Tuesday, July 26, 2005

Long Dry Summer

The dog days of August will be long and dry ones if LCBO employees go on strike later this week.

A strike by Ontario's liquor-store workers could be disastrous for some businesses in an industry that has weathered one crisis after another over the past five years, says the head of the province's restaurant association.

Restaurants, bars and hotels have been hard hit by SARS, the NHL strike and travel fears that followed the terrrorist attacks of Sept. 11, 2001, said Terry Mundell, president of the Ontario Restaurant Hotel and Motel Association.

"We finally get to the stage where business is coming back, people are out and around, tourism numbers are up, and our major supplier of alcohol is about to go on strike," he said.

"People are pretty darn nervous out there, that's for sure."


According to the OHRA, the province's restaurant, pub, bar, tavern and hotel operators buy over $1 million worth of alcohol a day, a figure which accounts for almost 12 per cent of LCBO sales.
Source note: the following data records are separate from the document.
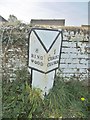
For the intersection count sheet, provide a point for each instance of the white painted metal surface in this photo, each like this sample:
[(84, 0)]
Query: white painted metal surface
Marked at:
[(44, 57)]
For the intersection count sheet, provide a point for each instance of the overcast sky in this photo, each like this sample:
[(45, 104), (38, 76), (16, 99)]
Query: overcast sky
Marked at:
[(75, 13)]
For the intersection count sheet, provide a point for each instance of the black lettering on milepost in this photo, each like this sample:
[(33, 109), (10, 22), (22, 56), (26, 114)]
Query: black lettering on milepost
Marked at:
[(52, 63), (37, 62)]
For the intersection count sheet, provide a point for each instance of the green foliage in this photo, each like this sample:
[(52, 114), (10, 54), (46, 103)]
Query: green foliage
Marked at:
[(64, 99)]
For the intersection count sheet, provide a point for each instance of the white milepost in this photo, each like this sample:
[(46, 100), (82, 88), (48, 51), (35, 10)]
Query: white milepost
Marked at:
[(44, 57)]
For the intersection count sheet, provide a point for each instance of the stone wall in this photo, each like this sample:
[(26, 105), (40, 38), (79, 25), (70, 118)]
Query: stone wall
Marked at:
[(75, 60), (75, 57)]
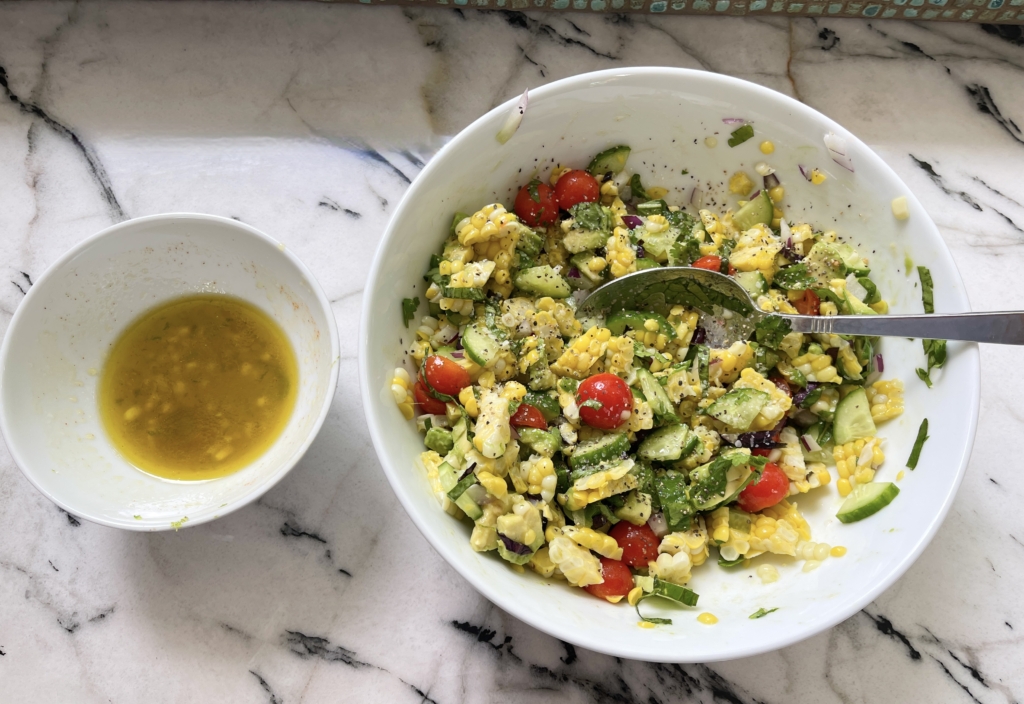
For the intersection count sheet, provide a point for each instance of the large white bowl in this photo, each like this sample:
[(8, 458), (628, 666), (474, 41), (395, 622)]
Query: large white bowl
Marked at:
[(665, 115), (65, 327)]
For the province's more than 17,000 licensed establishments, the prime time for drinking customers comes during the summer months.

"This could cause some layoffs in our industry, and there's no doubt it will cause stress to our employees," Mundell said.

Privatization would mean the province's hospitality industry wouldn't have to be held hostage to the LCBO employees' union, but apparently that didn't occur to Greg Sorbara when he turned thumbs-down to selling the LCBO.

People joke about the liquor store going on strike, but thousands of jobs hang in the balance when you can't get a forty.